If we find one interface particularly favourable, we may consider *standardising* the extensions for *all Mu micro VMs on UNIX*.
# Higher-level view
"Signal" is a 1980s-1990s UNIX idea. Before 1995, POSIX does not have "threads", so there were one thread per process. Signals are sent to processes, and then they are handled by **the only thread** in the process. At that time, signals were probably a very straightforward message-passing mechanism. The **stack layout is exposed** to the C programmer via the parameter to the signal handler, probably because at that time, those who handle signals are probably system experts.

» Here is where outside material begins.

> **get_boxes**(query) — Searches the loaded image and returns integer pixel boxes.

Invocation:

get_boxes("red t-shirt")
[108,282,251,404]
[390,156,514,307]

But things have changed when **multi-threading** model comes into being, and **VMs make the stacks opaque**. This makes us think **what really are the endpoints of signal communication**? It looks like the old signal model is no longer perfectly suited for the multi-threaded world, but the *command line interface is designed at the old ages* and has not fully adapted to the new world, yet. I am looking forward to how future programming languages and VMs can change the way people write command-line programs.